Others, tracing changes through the seasons, use marks and colors to capture the way light falls through the trees and slants across fields. The differences in spring and summer are both in the size of the strokes and the depth of the greens, the way the branches fall and the shadows rise.


I liked the small gems as well.  There are wonderful charcoal drawings that combine smudges and strokes, dark and faded, to show a dense copse of trees or to capture receding rows of birch trunks.  There is a small room with sketch books and iPad originals showing ideas and works in progress.

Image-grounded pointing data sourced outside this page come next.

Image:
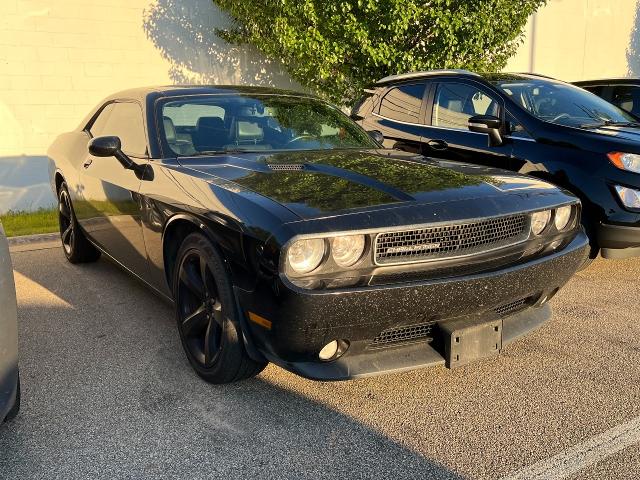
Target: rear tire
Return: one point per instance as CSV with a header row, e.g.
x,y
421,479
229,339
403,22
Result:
x,y
13,413
207,315
75,245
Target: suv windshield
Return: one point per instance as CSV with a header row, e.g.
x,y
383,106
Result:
x,y
252,123
563,104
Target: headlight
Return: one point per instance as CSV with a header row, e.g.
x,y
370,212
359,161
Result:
x,y
563,215
304,256
347,250
629,197
539,221
625,161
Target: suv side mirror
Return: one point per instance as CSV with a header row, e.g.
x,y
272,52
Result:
x,y
487,124
377,136
111,147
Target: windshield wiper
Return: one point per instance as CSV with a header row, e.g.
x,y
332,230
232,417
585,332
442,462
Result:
x,y
610,123
621,124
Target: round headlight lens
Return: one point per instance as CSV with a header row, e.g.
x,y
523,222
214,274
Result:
x,y
304,256
563,215
539,221
347,250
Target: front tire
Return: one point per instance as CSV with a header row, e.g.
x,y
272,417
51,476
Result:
x,y
75,245
207,316
13,413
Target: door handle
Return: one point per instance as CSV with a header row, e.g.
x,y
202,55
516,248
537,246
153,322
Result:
x,y
437,144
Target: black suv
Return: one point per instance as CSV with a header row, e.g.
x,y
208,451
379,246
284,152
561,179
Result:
x,y
527,123
622,92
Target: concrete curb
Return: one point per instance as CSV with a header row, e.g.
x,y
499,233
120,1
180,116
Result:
x,y
30,239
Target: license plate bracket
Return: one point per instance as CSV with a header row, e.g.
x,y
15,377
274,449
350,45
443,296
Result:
x,y
466,341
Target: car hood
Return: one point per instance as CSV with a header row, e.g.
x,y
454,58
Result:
x,y
316,184
618,132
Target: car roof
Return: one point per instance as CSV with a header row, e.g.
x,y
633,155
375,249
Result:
x,y
181,90
610,81
489,76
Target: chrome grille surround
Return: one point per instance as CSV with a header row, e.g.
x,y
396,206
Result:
x,y
401,335
446,241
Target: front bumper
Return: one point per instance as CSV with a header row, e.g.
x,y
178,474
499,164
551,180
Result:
x,y
618,241
300,322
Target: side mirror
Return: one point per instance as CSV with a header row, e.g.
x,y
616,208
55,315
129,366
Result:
x,y
377,136
104,146
487,124
111,147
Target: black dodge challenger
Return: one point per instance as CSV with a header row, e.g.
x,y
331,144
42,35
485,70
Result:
x,y
283,232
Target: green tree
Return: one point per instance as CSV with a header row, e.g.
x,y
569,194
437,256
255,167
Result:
x,y
338,47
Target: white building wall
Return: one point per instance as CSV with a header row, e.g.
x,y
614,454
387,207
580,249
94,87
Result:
x,y
581,40
59,58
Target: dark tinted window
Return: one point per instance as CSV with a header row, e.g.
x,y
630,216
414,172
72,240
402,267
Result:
x,y
98,125
457,102
561,103
123,120
403,103
249,123
626,97
516,130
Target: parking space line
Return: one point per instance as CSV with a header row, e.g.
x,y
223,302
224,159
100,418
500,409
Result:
x,y
582,455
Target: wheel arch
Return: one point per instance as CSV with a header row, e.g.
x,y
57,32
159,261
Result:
x,y
58,179
176,229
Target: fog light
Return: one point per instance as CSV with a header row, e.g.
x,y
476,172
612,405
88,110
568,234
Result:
x,y
333,350
329,351
629,196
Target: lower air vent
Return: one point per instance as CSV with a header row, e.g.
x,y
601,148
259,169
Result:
x,y
513,307
410,333
285,167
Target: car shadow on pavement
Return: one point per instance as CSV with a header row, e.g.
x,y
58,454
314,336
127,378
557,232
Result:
x,y
109,394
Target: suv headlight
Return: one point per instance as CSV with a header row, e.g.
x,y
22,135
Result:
x,y
625,161
347,249
629,196
306,255
539,221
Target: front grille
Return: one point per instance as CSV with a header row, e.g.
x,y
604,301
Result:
x,y
448,241
285,167
513,307
410,333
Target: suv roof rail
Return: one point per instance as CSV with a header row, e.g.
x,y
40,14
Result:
x,y
425,73
535,75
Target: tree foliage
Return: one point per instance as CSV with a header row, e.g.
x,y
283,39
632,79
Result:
x,y
338,47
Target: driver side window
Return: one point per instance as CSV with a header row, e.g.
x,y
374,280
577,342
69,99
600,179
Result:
x,y
456,103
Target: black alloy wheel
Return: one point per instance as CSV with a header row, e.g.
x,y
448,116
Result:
x,y
207,315
200,309
75,245
67,233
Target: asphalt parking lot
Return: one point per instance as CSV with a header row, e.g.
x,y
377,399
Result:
x,y
109,394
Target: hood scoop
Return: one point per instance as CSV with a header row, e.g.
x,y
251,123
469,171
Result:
x,y
285,167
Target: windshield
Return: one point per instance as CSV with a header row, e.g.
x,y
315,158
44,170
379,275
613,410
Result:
x,y
254,123
563,104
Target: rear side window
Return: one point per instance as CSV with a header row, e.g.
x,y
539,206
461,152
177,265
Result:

The paintings are generally quite large, made up of many individual panels or arrays of themed watercolors and oils.  Paintings that seem cartoonish at arms length develop a lot of depth and realism when viewed  from 20 feet away.  The energy is grasses and leaves is amazing: skies are often pushed towards the margins (despite accompanying text comparing his works to Constable).  I don’t quite see how he got the level of detail drawn on an iPad that these works have: he used a stylus, but even so there are very delicate lines and erasures that seem very difficult.

There’s a wonderful accompanying catalog (for 30 gbp!) but it doesn’t do justice to the strength and depth of the paintings hung in the galleries.  Hockney shows have been moving around Europe’s museums over the past few years – if you have a chance to see one it’s really worthwhile.